Les coupures de méandre

 La coupure du méandre du bois français réalisée dans les années 1970 a provoqué un enfoncement du lit de l'Isère de plus d'1,4 m au droit des travaux, et de 80cm au pont de Brignoud, 6 km en amont. Elle n'est pas isolée : à Chapareillan, un ancien méandre est encore apparent sur les photographies aériennes. Il a été coupé lors de la construction de l'autoroute. D'autres peuvent être retrouvés sur toute la vallée.

Les extractions de graviers et de sable

Les extractions de graviers et de sable, dans le lit de l'Isère, sont bien sûr très négatives pour l'habitat des poissons, et pour la qualité des eaux (mise en suspension de matières dans l'eau). Mais le plus grave est qu'une fois arrêtées, elles continuent à perturber la rivière : l'extraction de 9 000 000 m3 de matériaux dans le lit de l'Isère entre 1950 et 1972, alliée à l'effet des coupures de méandre, a provoqué un enfoncement du lit :entre 1949 et 1990 il est descendu de 1 à 3m selon les secteurs, de Pontcharra à l'entrée de l'agglomération grenobloise. Depuis 1990, en aval de Brignoud, le lit à tendance à remonter (dépôt de graviers et sables).

Les prises d'eau hydro-éléctriques

 EDF a construit une dizaine de barrages d'altitude, stockant plus de 800 millions de m3, et toute une chaîne de prises d'eau en rivière sur l'Arc et la Haute Isère. Tous ces aménagements modifient en partie le régime de l'Isère.

Si les barrages sont sans effets sur les grandes crues, les petites crues sont diminuées (on dit " écrêtées "). La rivière déplace de ce fait plus difficilement les bancs de galets qui auparavant étaient remobilisés à chaque crue.
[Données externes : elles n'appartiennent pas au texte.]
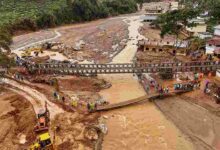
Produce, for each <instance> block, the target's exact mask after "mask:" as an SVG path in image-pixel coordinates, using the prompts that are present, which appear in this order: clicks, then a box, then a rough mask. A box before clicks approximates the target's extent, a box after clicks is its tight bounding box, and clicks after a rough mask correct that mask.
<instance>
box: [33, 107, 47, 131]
mask: <svg viewBox="0 0 220 150" xmlns="http://www.w3.org/2000/svg"><path fill="white" fill-rule="evenodd" d="M49 118H50V113H49V111H48V109H47V103H45V110H44V109H41V110H40V111H39V113H38V114H37V125H36V126H35V127H34V131H35V132H36V133H41V132H45V131H48V129H49V121H50V119H49Z"/></svg>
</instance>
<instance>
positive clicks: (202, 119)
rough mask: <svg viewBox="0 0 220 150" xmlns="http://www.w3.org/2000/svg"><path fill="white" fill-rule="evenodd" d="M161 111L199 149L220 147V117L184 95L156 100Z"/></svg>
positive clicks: (208, 148)
mask: <svg viewBox="0 0 220 150" xmlns="http://www.w3.org/2000/svg"><path fill="white" fill-rule="evenodd" d="M155 104H156V105H157V106H158V107H159V108H160V109H161V111H162V112H163V113H164V114H165V115H166V116H167V117H168V118H169V119H170V120H172V121H173V122H174V124H175V125H176V126H177V127H178V128H179V129H180V130H181V131H183V132H184V133H185V134H187V135H188V136H189V137H190V138H191V140H192V141H193V143H194V145H195V146H196V149H198V150H212V149H216V150H219V149H220V134H219V133H220V118H219V117H217V116H216V115H214V114H212V113H211V112H210V111H208V110H206V109H204V108H202V107H200V106H198V105H195V104H193V103H190V102H189V101H185V100H184V97H181V96H180V97H174V98H167V99H164V100H158V101H155Z"/></svg>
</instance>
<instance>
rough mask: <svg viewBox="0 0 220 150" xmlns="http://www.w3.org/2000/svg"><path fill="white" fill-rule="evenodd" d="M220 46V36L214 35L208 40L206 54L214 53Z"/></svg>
mask: <svg viewBox="0 0 220 150" xmlns="http://www.w3.org/2000/svg"><path fill="white" fill-rule="evenodd" d="M218 48H220V38H218V37H214V38H212V39H210V40H208V41H207V42H206V54H214V51H215V50H217V49H218Z"/></svg>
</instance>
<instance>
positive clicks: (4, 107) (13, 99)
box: [0, 89, 36, 150]
mask: <svg viewBox="0 0 220 150" xmlns="http://www.w3.org/2000/svg"><path fill="white" fill-rule="evenodd" d="M0 95H1V96H0V124H1V128H0V149H1V150H11V149H13V150H20V149H24V148H25V147H27V146H28V145H29V144H30V143H32V142H33V141H34V139H35V135H34V134H33V126H34V125H35V123H36V120H35V114H34V110H33V108H32V106H31V104H30V103H29V102H28V101H27V100H26V99H25V97H22V96H20V95H18V94H16V93H14V92H13V91H10V90H8V89H7V90H6V89H4V91H2V89H1V91H0Z"/></svg>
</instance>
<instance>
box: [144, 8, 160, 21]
mask: <svg viewBox="0 0 220 150" xmlns="http://www.w3.org/2000/svg"><path fill="white" fill-rule="evenodd" d="M145 11H146V14H145V16H143V17H142V19H143V21H144V22H153V21H154V20H157V17H158V16H159V15H160V14H162V13H163V12H164V10H163V8H161V7H153V8H146V9H145Z"/></svg>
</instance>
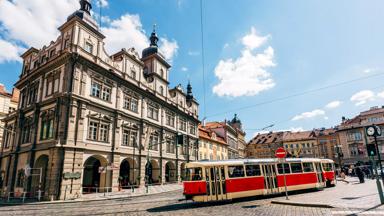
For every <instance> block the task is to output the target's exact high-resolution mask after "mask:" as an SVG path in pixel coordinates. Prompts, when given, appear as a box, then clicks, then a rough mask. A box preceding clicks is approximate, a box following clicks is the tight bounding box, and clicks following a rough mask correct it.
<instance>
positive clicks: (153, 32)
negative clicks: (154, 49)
mask: <svg viewBox="0 0 384 216" xmlns="http://www.w3.org/2000/svg"><path fill="white" fill-rule="evenodd" d="M149 40H150V41H151V44H150V45H151V46H156V47H157V41H159V38H158V37H157V35H156V24H153V31H152V34H151V37H149Z"/></svg>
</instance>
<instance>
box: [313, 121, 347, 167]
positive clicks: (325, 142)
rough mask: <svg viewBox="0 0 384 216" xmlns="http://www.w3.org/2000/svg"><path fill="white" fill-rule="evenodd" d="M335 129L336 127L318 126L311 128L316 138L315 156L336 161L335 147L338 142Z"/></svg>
mask: <svg viewBox="0 0 384 216" xmlns="http://www.w3.org/2000/svg"><path fill="white" fill-rule="evenodd" d="M336 130H337V128H320V129H314V130H313V132H314V133H315V137H316V139H317V144H316V146H317V155H316V157H319V158H328V159H332V160H334V161H335V162H337V161H338V158H337V157H336V149H335V148H336V147H337V146H338V145H339V143H340V142H339V136H338V134H337V133H336Z"/></svg>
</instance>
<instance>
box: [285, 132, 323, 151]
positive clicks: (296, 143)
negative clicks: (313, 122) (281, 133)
mask: <svg viewBox="0 0 384 216" xmlns="http://www.w3.org/2000/svg"><path fill="white" fill-rule="evenodd" d="M283 142H284V145H283V146H284V148H285V149H286V150H287V152H288V153H289V154H291V155H292V156H296V157H316V156H317V154H318V153H317V139H316V137H315V134H314V133H313V131H301V132H290V131H287V132H284V137H283Z"/></svg>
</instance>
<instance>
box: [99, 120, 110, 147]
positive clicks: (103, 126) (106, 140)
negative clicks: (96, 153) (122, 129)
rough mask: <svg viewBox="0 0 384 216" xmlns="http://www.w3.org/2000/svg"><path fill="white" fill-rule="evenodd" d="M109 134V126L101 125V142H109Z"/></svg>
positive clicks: (104, 124)
mask: <svg viewBox="0 0 384 216" xmlns="http://www.w3.org/2000/svg"><path fill="white" fill-rule="evenodd" d="M108 133H109V125H108V124H103V123H102V124H100V137H99V141H102V142H108Z"/></svg>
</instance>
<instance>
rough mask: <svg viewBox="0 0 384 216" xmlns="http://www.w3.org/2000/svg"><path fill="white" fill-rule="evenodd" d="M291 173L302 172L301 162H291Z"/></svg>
mask: <svg viewBox="0 0 384 216" xmlns="http://www.w3.org/2000/svg"><path fill="white" fill-rule="evenodd" d="M291 170H292V173H302V172H303V168H302V167H301V163H291Z"/></svg>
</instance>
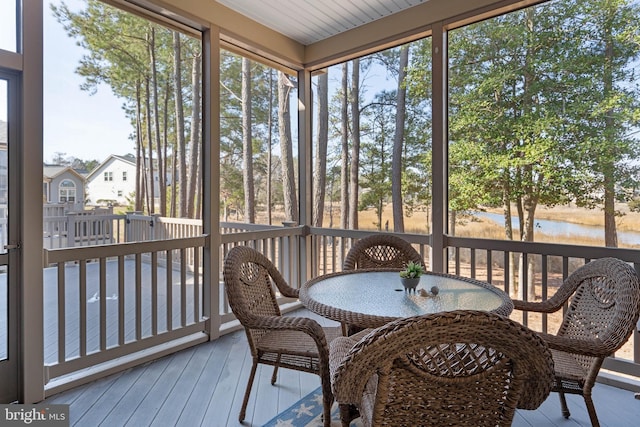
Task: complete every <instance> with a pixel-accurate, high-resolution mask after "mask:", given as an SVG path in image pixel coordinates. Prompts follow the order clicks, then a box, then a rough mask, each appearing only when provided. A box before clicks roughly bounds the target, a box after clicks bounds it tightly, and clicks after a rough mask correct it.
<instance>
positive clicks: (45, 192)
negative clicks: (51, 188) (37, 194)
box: [42, 182, 49, 202]
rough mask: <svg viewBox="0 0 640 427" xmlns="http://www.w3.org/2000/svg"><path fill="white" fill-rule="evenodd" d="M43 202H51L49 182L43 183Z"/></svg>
mask: <svg viewBox="0 0 640 427" xmlns="http://www.w3.org/2000/svg"><path fill="white" fill-rule="evenodd" d="M42 200H43V201H45V202H48V201H49V183H48V182H43V183H42Z"/></svg>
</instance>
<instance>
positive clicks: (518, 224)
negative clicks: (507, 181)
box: [474, 212, 640, 245]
La végétation s'y développe, ils réduisent en partie la section du lit " mineur " (lit de la rivière entre les digues) et aggravent les problème d'inondation ou d'attaque des berges et des digues.

De même, les fortes variation de débit dans une même journée perturbent les poissons : il devient impossible pour eux de se reproduire, les zones de " frayère " pouvant être mises à sec chaque jour, ou au contraire lessivées par un débit important.

100 ha de forêt dans le lit de l'Isère

De Pontcharra à Grenoble, la superficie de la forêt qui s'est développée sur les bancs et îlots est passée de 24ha en 1970 à 100 ha en 1996.

90 m3/s

C'est le débit maximum turbiné au Cheylas par les aménagements EDF.